O Compliance tem especial importância nesse momento. A atual conjuntura aponta a necessidade de mapeamento dos novos riscos, e revisão, ou implementação, de controles internos, garantindo a conformidade legal dos processos. A elaboração do plano de contingência é um instrumento bastante eficaz, pois leva em consideração a natureza dos riscos, a probabilidade de ocorrência, e seus impactos no negócio, minimizando os prejuízos e consequências negativas.

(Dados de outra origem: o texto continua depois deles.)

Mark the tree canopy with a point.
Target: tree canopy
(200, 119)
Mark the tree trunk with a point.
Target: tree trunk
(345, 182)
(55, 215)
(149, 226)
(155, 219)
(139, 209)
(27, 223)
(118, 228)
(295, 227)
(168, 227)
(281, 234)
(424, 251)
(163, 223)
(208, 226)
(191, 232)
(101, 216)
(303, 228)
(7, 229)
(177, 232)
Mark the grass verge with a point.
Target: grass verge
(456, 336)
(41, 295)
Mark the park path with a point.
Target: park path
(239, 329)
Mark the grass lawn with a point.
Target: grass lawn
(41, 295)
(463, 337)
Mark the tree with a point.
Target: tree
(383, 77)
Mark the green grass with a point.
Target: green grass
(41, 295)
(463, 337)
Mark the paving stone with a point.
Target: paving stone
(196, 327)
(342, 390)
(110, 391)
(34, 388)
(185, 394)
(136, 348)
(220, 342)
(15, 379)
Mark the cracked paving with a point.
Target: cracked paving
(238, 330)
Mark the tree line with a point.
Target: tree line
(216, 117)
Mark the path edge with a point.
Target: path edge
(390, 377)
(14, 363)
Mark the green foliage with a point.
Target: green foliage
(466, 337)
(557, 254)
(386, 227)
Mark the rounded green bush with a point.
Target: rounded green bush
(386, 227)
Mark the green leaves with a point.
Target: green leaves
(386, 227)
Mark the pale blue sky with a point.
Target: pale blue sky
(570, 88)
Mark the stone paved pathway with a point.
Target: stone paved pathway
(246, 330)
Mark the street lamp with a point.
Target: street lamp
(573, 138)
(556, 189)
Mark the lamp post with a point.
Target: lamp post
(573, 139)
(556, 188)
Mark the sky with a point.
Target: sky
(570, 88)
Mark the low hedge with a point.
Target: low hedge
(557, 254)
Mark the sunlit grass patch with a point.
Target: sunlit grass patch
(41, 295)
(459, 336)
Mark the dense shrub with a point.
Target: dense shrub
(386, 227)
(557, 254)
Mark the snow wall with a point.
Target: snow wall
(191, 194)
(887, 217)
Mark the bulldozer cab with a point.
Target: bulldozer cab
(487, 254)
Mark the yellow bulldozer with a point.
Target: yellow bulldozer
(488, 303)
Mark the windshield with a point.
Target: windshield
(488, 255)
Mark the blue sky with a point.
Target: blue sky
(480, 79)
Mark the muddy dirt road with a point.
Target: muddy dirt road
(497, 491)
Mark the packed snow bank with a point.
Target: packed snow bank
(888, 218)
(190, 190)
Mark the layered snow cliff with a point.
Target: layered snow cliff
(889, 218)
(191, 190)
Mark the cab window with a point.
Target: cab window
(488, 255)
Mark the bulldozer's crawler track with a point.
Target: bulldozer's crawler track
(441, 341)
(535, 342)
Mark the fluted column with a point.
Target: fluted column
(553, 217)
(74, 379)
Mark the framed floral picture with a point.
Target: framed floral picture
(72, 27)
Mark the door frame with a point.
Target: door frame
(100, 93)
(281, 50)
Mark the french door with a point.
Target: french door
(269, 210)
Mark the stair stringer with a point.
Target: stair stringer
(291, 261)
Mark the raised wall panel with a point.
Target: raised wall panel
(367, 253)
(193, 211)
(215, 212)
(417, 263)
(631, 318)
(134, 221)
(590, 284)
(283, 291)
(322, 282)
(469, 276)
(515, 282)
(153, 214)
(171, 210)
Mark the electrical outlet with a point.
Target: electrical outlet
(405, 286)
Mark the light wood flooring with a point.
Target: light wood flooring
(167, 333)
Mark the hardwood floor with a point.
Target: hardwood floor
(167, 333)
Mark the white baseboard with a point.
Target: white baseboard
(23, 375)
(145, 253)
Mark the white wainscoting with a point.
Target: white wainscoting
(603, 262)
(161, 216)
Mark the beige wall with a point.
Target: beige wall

Para que o plano de contingência seja eficaz é necessário: a) identificar as necessidades e possíveis problemas; b) avaliar o impacto dos riscos em uma ótica de curto, médio e longo prazos; c) definir as prioridades para que todos visualizem quais atividades necessitam de mais cuidado e responsabilidade dentro da empresa; d) planejar as estratégias de contingência e controle; e) escrever o guia do plano de contingência; f) testar o plano de contingência, realizando simulações de situações de crise que podem ser desenvolvidas para este fim; g) revisar o plano de contingência com frequência.
Com o distanciamento social e a adoção do home office, de que maneira manter treinamentos eficientes e estabelecer o acompanhamento adequado das equipes para evitar o descumprimento das políticas já adotadas pela empresa - especialmente na relação com clientes/contratantes?
Como dito, é extremamente importante uma política interna efetiva, com ampla divulgação, esclarecendo as novas regras – decorrentes da pandemia - a serem seguidas por todos os colaboradores. As equipes da empresa precisam ter conhecimento da política institucional. Regras internas bem definidas permitem maior controle dos atos dos colaboradores.
Não podemos dizer que a pandemia trouxe apenas aspectos negativos. Existem pontos positivos. Como exemplo, o uso da tecnologia de forma mais efetiva vem facilitando o contato entre os envolvidos, evitando que a atividade fique paralisada. As Plataformas Digitais são, sem dúvida, um importante instrumento nesse momento. É um legado que ficará.
As Plataformas Digitais podem auxiliar a empresa, por exemplo, na adoção de controles de aprovação de pagamentos, ou controles de contratação com terceiros, os quais são facilmente rastreáveis e auditáveis. Além disso, podem ser utilizadas, também, para realização de treinamentos de colaboradores e terceiros e na avaliação de desempenho.
Para isso, contudo, importante a participação da Alta Administração na comunicação das regras da organização, demonstrando como a instituição está lidando com a situação que ora se apresenta. Transmitir aos colaboradores, e terceiros interessados, quais medidas estão sendo tomadas dentro da organização, através de redes sociais, sítio de internet, é uma ferramenta imprescindível. Aqui a transparência é a chave.
Para as empresas que só agora sentiram a necessidade de um programa de Compliance, qual o primeiro passo?
O primeiro passo deve ser a contratação de um profissional capacitado. Alguns entendem, erroneamente, que um programa de Compliance se resume aos manuais internos. Mais importante que os manuais é o planejamento, com capacitação no dia a dia, por exemplo. Não há eficiência sem a capacitação dos colaboradores. Com o auxílio de um profissional capacitado, é possível realizar o diagnóstico a fim de identificar o nível de maturidade em Compliance da organização. O diagnóstico deve ser elaborado a partir de respostas a questionários, realização de entrevistas individuais, análises de documentos, verificação do nível de atendimento das normas. A partir disso é possível definir o planejamento para a implementação dos pilares de um Sistema de Gestão de Compliance.